When calves are born, their bodies are made up of about 80% water. As they grow, they need to consume about 10% of their bodyweight in water daily. Retaining a high level of water in their physiological make-up is critical, and cannot be done via milk or milk replacer feedings alone.

Penn State University researchers underscored the importance of water for calves in a recent publication. They said a 2019 study by Iowa State University researchers showed that the full water requirements of calves are typically not met because a sizable portion of calves are not offered free-choice water until about 17 days of age.

The researchers noted that offering supplemental drinking water starting at birth resulted in better growth performance and apparent total tract digestibility of nutrients. Offering water starting on day 1 of life also had improved rumen function, leading to improved growth and feed efficiency – an important consideration in today’s climate of high feed costs.

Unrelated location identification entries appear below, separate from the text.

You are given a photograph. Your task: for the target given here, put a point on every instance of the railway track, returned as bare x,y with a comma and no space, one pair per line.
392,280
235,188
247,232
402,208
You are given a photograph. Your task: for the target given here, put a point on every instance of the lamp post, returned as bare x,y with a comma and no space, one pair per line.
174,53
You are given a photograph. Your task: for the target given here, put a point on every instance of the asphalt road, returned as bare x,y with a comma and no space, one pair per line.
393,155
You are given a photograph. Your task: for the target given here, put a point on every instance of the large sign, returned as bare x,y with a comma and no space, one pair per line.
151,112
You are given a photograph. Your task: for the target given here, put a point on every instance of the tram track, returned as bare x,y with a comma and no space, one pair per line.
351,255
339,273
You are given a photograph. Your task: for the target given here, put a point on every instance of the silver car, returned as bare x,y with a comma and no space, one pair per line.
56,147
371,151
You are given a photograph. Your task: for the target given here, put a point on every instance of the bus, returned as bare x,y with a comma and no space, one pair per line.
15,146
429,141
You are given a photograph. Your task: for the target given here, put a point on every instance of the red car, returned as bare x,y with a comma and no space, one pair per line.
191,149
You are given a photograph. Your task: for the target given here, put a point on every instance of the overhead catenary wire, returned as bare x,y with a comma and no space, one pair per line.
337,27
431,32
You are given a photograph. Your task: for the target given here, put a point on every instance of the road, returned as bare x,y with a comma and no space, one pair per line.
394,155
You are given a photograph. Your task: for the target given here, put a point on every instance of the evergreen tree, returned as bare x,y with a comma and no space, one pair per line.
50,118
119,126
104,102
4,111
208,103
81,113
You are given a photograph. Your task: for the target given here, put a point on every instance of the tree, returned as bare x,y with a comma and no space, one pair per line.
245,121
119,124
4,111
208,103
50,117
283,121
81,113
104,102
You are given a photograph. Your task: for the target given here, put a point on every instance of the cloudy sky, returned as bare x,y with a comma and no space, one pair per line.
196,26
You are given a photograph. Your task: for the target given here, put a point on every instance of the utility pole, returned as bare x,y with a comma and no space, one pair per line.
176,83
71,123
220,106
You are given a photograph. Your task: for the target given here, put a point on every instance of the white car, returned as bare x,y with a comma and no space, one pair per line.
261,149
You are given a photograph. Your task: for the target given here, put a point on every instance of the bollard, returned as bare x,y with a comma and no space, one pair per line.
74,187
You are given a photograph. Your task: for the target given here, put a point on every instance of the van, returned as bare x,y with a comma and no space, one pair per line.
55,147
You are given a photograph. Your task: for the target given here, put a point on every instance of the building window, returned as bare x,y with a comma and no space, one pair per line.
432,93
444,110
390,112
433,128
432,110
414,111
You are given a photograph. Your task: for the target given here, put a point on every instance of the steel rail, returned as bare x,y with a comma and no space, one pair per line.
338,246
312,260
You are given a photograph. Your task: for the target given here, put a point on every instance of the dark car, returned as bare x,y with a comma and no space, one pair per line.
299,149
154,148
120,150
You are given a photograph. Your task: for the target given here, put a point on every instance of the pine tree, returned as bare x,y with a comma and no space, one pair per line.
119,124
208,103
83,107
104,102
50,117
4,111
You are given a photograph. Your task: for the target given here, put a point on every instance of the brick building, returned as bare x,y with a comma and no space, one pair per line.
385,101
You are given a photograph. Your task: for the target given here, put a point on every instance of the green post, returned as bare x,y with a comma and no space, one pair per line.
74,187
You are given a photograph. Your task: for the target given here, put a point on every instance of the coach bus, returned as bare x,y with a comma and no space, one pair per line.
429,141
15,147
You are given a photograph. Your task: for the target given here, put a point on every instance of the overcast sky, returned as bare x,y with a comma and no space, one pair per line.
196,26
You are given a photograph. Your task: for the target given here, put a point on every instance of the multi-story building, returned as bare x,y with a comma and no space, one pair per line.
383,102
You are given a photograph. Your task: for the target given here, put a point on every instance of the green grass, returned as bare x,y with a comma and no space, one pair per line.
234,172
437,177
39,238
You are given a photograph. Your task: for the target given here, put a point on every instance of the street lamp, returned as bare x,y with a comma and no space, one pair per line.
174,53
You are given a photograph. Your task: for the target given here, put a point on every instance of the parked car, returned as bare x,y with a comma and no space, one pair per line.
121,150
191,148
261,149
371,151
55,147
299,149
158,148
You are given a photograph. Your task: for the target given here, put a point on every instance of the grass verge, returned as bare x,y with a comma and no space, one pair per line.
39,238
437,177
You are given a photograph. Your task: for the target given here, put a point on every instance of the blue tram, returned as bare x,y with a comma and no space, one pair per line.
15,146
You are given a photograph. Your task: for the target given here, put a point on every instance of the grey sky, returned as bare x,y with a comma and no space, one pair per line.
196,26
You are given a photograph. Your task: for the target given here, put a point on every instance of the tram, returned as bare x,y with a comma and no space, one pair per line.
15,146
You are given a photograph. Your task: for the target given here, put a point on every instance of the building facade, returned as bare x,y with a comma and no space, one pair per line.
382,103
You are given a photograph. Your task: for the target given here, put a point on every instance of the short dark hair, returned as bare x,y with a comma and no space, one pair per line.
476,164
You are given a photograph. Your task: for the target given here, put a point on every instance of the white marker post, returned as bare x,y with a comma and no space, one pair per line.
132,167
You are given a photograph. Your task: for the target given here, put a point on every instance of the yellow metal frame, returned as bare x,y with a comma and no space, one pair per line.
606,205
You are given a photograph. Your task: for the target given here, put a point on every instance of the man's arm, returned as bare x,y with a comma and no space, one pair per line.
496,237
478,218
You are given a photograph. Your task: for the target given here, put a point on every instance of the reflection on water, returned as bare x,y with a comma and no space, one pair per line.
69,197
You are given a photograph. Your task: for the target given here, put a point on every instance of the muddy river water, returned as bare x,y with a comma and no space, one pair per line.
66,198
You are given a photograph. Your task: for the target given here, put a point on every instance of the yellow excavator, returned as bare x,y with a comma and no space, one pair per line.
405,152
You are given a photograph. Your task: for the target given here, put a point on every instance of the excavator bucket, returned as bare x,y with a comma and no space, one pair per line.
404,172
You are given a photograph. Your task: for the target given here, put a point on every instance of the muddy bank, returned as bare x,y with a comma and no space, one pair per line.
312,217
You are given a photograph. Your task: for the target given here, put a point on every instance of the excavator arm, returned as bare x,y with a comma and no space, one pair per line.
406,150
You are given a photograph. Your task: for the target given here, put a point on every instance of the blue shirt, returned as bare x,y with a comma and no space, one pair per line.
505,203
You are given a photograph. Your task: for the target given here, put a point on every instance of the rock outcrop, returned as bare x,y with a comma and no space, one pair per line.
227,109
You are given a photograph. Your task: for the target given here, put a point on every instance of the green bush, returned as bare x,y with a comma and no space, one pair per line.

And in the heat of summer, even water alone may not be enough. Providing free-choice electrolytes, or adding a mid-day electrolyte feeding, is a growing practice among calf raisers in the United States.

New York-based calf milk replacer manufacturer Denkavit detailed the benefits of adding an electrolyte, which include:

  • Balances the loss of sodium, potassium, and chloride when depleted during a time of diarrhea. A good quality electrolyte will contain all three of these minerals.

  • Helps improve water absorption in the intestinal cells, specifically sodium help regulate this process. When sodium levels are low, the osmotic pressure in the intestinal lining of the calf cannot be properly regulated.

  • Corrects for a low blood pH. When sodium and potassium levels are decreased, the blood pH can drop, putting the calf at risk for acidosis. Moisture loss due to heat stress also can cause calves to become acidotic. In this case, a good quality electrolyte will contain a good alkalinizing agent (sodium bicarbonate).

  • Provides a source of energy to the calf. During a state of diarrhea or scours, some of the nutrients from the milk replacers are malabsorbed. A good quality electrolyte will contain a sugar base to provide energy, such as glucose or dextrose. Sucrose is not easily digested by the young calf and is not considered an effective sugar base in electrolytes.

  • It is crucial to continue feeding milk when calves are suffering from diarrhea because oral rehydration therapy will never supply enough energy to correct the deficit.

  • Osmolarity is equal to or lower than that of the calf. A calf has bodily fluids at an osmolarity of 300-330 mOsm/L. If an electrolyte with an osmolarity >600 mOsm/L is fed, this can actually reverse the flow of water from the cells leading to further dehydration.

Renowned calf and heifer expert Dr. Jim Quigley with Cargill advised feeding 2 L of electrolytes midday or in the evening to preweaned calves when daily high temperatures are 85°F or higher.

Quigley’s one caveat: electrolytes NEVER should be added to whole milk or milk replacer.